The original 2019 Cybersecurity Act (CSA) established a voluntary framework for an expanding digital market. By 2026, increased geopolitical complexity will reshape compliance. Cyber attacks now target critical infrastructure and democratic institutions, often through state-sponsored means. The EU’s new Cyber Security Package consists of a Cybersecurity Act 2 (CSA 2) and targeted NIS2 Directive amendments. These are the EU’s definitive upgrade to its digital defences. For executives and legal counsel, these five pillars introduce mandatory resilience and embed geopolitics in technical decision-making.

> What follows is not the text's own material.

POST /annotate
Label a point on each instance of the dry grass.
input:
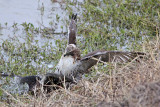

Geopolitics in law: mandatory de-risking of high-risk suppliers
CSA 2 establishes a three-step process for identifying and mitigating ICT supply chain risks. Security assessment now includes "non-technical risk factors". Article 100 covers the "laws of a third country" that may force a supplier to disclose sensitive data or create backdoors. The de-risking process operates as follows:
- Identification of high-risk third countries: assess foreign interference and structural risks.
- Designation of high-risk suppliers: target specific entities from those countries.
- Sectoral analysis of key ICT assets: identify the components - such as core network functions and radio access networks - that require protection. The impact is most significant for telecommunications.
High-risk suppliers face prohibitions in critical supply chains:
- Provision of core network functions: exclude high-risk suppliers from all mobile, fixed, and satellite core infrastructures.
- Public procurement: bar high-risk suppliers from bidding on contracts involving key ICT assets.
- Conformity assessment: designated high-risk suppliers may not act as Conformity Assessment Bodies; they cannot audit or certify the security of others.
Small mid-caps: regulatory relief for 28,700 entities
The package eases compliance for 28,700 companies, building on exemptions for SMEs under NIS2. The key change is the creation of a "small mid-cap" category, bridging SMEs and large enterprises. Around 22,500 entities are now classified as "important" instead of "essential", reducing supervision and compliance complexity. It remains to be seen if this eases the burden in practice.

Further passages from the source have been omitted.